It's interesting that my wife a month or so ago used the exact expression that she was "cautiously optimistic."

The values that were associated with my addictive thinking were that I needed to "buy" acceptance, approval and love, that I was essentially unworthy and needed to manipulate people to get them to like me. MORE TOMORROW....

II. Looking back at my prioritized values, I would further revise them now to be more in line with my current experience in healthy recovery. Particularly, I would prioritize being aware of my feelings and expressing them honestly. Just today I bacame aware of a knot in my gut, and realized I was not expressing some anger I feel towards my wife's recent behavior. So I shouted and ranted in my car by myself to discharge that energy, then let myself sink into the pain and sadness underneath it. I came home and cried out my sorrow.
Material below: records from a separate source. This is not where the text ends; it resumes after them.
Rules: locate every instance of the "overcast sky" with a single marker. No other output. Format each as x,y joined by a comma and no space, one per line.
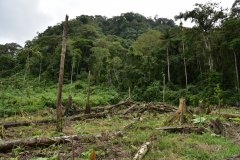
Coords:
20,20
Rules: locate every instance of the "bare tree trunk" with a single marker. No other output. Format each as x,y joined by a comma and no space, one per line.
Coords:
129,93
60,79
164,87
78,70
40,70
27,68
236,69
72,72
185,65
208,48
88,108
185,70
168,63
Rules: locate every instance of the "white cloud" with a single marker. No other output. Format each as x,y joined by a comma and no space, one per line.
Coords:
32,16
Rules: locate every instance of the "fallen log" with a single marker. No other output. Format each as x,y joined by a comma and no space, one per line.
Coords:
235,157
183,129
41,141
87,116
142,151
226,115
125,103
6,125
38,142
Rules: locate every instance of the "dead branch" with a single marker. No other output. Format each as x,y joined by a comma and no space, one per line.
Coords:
142,151
183,129
71,118
226,115
37,142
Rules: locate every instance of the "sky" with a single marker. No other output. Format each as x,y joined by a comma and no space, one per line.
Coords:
20,20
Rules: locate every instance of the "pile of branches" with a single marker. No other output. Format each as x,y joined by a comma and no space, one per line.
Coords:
130,107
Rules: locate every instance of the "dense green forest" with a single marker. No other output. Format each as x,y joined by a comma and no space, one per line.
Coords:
153,57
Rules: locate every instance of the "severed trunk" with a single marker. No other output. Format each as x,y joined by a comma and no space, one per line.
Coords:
185,71
40,70
168,63
236,69
88,107
185,65
208,48
72,72
59,126
164,87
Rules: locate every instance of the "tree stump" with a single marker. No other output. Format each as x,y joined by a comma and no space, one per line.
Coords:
180,114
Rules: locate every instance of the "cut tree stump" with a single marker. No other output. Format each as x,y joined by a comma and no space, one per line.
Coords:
142,151
217,126
183,129
180,115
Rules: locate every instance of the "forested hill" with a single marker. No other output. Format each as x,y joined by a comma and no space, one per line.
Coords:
156,59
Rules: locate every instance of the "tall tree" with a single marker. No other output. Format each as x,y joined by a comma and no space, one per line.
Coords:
60,79
206,17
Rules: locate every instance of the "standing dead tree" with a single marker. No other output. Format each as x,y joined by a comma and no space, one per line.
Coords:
60,79
88,107
180,114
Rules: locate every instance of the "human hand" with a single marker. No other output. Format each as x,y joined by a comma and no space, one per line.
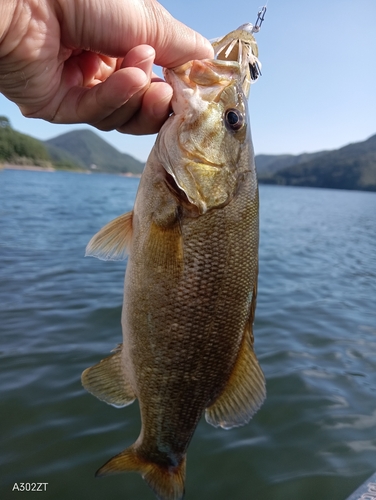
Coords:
90,61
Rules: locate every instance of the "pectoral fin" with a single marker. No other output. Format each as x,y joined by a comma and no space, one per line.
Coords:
245,390
106,380
113,240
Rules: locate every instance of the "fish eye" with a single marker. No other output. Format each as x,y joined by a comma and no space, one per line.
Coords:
234,119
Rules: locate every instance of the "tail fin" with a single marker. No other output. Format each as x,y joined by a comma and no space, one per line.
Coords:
167,482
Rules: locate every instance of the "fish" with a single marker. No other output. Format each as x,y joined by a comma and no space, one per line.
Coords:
191,279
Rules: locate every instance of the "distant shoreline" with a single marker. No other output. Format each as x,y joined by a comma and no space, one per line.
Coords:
8,166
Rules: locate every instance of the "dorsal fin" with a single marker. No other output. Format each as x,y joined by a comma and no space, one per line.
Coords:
113,240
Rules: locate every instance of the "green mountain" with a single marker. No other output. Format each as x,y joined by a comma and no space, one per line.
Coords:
90,151
350,167
20,148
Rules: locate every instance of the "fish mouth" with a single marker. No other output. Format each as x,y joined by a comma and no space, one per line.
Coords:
208,77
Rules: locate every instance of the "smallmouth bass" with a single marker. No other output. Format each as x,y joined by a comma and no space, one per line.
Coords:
191,279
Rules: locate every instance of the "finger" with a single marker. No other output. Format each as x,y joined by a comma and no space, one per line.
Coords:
114,32
83,105
152,113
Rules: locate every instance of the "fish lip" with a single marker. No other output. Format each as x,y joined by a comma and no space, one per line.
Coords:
205,76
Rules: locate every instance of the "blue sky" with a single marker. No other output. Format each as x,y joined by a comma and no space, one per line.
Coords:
318,89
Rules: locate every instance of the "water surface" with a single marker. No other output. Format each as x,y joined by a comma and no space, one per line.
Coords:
315,337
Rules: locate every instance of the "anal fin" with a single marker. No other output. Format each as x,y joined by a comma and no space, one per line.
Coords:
245,390
106,380
167,482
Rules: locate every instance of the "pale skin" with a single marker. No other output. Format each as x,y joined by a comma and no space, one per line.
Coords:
91,61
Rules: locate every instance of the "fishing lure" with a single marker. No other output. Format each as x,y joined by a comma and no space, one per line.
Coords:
240,45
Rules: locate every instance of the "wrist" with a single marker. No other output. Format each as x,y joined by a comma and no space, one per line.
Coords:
7,10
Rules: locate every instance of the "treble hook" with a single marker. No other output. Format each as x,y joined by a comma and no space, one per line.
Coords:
260,18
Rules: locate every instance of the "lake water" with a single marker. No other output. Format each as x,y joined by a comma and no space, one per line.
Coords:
315,336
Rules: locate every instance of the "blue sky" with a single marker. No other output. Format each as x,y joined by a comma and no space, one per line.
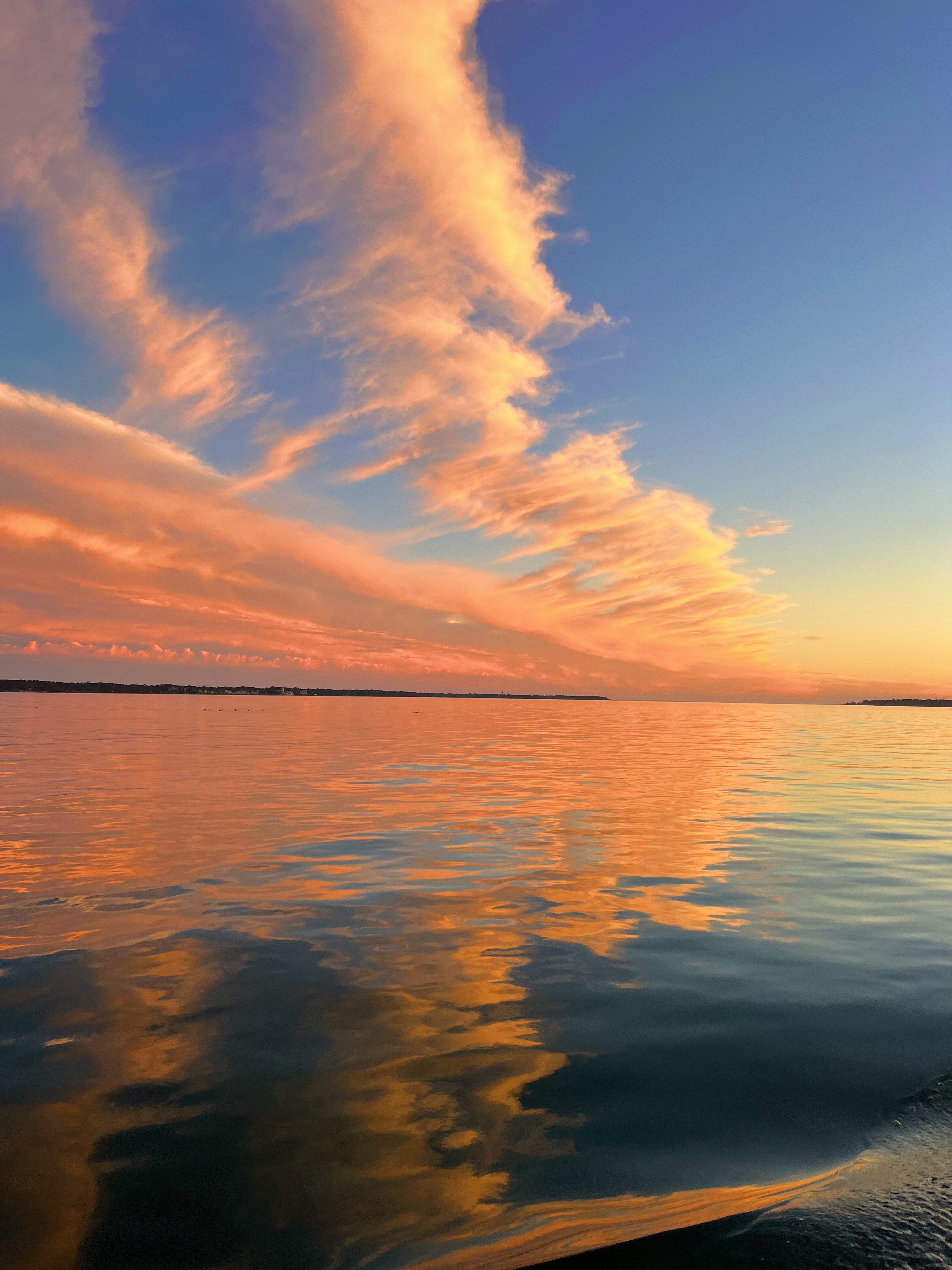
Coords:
760,199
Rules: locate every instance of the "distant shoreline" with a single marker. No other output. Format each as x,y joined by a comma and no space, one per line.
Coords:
904,701
197,690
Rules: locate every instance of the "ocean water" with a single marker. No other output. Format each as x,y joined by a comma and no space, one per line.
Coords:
291,985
I've been expressing my feelings to my wife over emails, since she's gone for two months working in Germany, and she's acted out over there, I believe as a result of the stress she's been under dealing with the trauma I've activated in her by my disclosure. I'm afraid of losing her, but I'm resolved to feel my pain and own my responsibility for bringing her to the state she's in, regardless of her need to own her behavior. So I yelled, then cried.

That's a good seque to the value of being persent for others and their emotional experience. Especially for my wife, I see her struggling with her feelings of acting against her values. I need to let her have space to sort that out for herself, without judgement that she should "be responsible" or "own her actions" or "deal with the consequences of her behavior." I hope she will, but that's for her in her own time. For me, I want to support her, be sure she knows I love her, and be honest with my own feelings and reactions, without blaming her for my feelings. It ain't easy. But it's a high value for me.

I have embraced prayer, and my practices have been more consistent than any other time in my life. I do a prayer each morning, though I haven't been getting up early enough to include the purification breaths. I do seek refuge in the Serenity and 3rh Step Prayers frequently throughout the day as I perceive myself becoming reactive. So, my recovery is consonant with these values at least.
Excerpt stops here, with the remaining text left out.